Die GV ließ es sich nun nicht nehmen, in Phase 3 der Landesplanung noch einmal Stellung zu nehmen. Sie hat die Vorbereitung dieser Stellungnahme dem Bau-, Wege- und Umweltausschuss der Gemeinde übertragen. Obwohl kaum ein Teilnehmer dieser Diskussion über eine solide nautische Ausbildung verfügt, setzte man sich über die Stellungnahme der WSV hinweg und befürwortete weiterhin die Fläche 039 (nicht aber die 404) als Vorrangfläche. Dementsprechend wurde von dem Ausschuss ein Beschlussvorschlag für die GV erstellt.
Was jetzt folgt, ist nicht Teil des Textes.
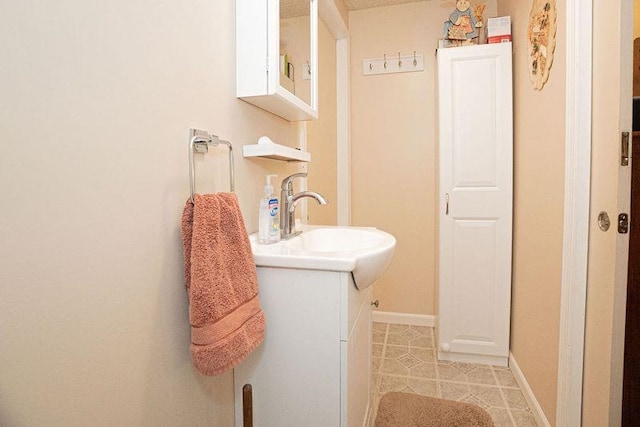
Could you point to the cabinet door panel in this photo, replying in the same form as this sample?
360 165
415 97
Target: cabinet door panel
476 180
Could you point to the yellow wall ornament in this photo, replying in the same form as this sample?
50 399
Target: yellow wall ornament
542 41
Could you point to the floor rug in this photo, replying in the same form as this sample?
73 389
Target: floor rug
411 410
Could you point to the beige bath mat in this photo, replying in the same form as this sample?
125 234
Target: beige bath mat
411 410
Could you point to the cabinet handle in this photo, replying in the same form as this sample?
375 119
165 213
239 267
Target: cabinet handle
247 406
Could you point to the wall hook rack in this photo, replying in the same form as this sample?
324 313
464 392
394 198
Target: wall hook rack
404 64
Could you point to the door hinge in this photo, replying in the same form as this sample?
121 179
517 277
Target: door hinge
623 223
624 160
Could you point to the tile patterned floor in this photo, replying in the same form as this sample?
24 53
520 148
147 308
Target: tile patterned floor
404 359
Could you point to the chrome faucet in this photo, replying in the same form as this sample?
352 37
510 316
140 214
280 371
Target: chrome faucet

Dass dieser das Risiko der Schifffahrt auf dem NOK erhöht, war genügend deutlich von der Versammlung diskutiert worden. Auch der gegen die Kanalböschung fahrende LNG-Tanker war als Höchstrisiko erwähnt worden.
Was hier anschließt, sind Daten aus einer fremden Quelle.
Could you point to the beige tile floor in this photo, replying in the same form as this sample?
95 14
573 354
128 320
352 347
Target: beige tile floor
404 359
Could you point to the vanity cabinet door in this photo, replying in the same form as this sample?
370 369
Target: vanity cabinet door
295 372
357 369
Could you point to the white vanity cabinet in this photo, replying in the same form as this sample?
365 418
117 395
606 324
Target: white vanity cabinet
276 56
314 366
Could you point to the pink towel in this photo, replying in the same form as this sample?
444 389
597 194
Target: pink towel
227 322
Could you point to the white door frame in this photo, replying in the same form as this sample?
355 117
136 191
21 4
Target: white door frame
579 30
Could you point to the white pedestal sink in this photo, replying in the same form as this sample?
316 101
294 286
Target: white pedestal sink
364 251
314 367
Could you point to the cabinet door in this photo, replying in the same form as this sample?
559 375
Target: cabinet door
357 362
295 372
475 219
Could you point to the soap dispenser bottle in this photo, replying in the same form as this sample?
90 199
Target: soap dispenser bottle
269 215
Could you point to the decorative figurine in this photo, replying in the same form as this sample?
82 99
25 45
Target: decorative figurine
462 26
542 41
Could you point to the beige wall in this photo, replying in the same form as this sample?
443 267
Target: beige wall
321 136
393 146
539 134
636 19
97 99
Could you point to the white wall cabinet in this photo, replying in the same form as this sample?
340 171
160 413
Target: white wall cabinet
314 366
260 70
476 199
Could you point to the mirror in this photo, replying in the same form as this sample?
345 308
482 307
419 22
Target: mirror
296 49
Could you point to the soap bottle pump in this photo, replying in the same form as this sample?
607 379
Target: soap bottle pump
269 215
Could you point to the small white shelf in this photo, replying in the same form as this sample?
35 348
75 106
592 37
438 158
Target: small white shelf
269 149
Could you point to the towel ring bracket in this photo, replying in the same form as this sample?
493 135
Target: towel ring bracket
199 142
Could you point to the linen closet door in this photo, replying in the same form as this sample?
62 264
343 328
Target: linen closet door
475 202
Kurz danach, am 12.3.2020, einen Tag vor Ende der Frist zur Abgabe der Stellungnahme tagte die GV. Völlig überraschend zog Bürgermeister Torsten Jürgens-Wichmann, unterstützt von Amtsdirektor Andreas Betz, in der Sondersitzung eine geänderte Beschlussvorlage aus der Tasche, in der in Bezug auf die Fläche 404 das genaue Gegenteil zur Abstimmung gestellt wurde: Es heißt jetzt, dass die Gemeinde die Herausnahme der Fläche 404 als Vorranggebiet (ebenfalls) ablehne. Dies geschah ohne jede Vorankündigung, geschweige denn Öffentlichkeitsbeteiligung.
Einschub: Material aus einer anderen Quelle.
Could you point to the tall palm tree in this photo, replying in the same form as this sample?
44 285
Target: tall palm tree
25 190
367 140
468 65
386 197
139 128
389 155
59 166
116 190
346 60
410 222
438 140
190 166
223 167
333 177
Man sollte nun annehmen, die Gemeindevertreter würden diese Beschlussvorlage ablehnen oder jedenfalls eine Abstimmung hierüber verweigern, weil keine ausreichende Vorbereitung möglich war. Weit gefehlt! Von einer Ausnahme (Petra Reiber) abgesehen, stimmten alle übrigen Gemeindevertreter ohne Diskussion dafür.
So lässt sich diese nicht erfundene Geschichte zusammenfassen: Die GV der Gemeinde Sehestedt nimmt in Zusammenhang mit der Planung von Windvorrangflächen Positionen ein, die denen fachkundiger Behörden diametral widersprechen. Sie kommt zu diesen Positionen in einem Verfahren, das sicherlich nicht in allen Punkten den in einer Demokratie üblichen entspricht. Und eine vernünftige Einbeziehung der Öffentlichkeit findet aus unserer Sicht nicht ausreichend statt.
Daher unsere Fragen:
Wann wurde die geänderte Beschlussvorlage den Gemeindevertretern bekannt gegeben?
Wie kam es zu dem Sinneswandel?
Wessen Interessen vertritt die Gemeindevertretung?
Weshalb wurde die Öffentlichkeit nicht beteiligt oder jedenfalls vor der Abstimmung informiert?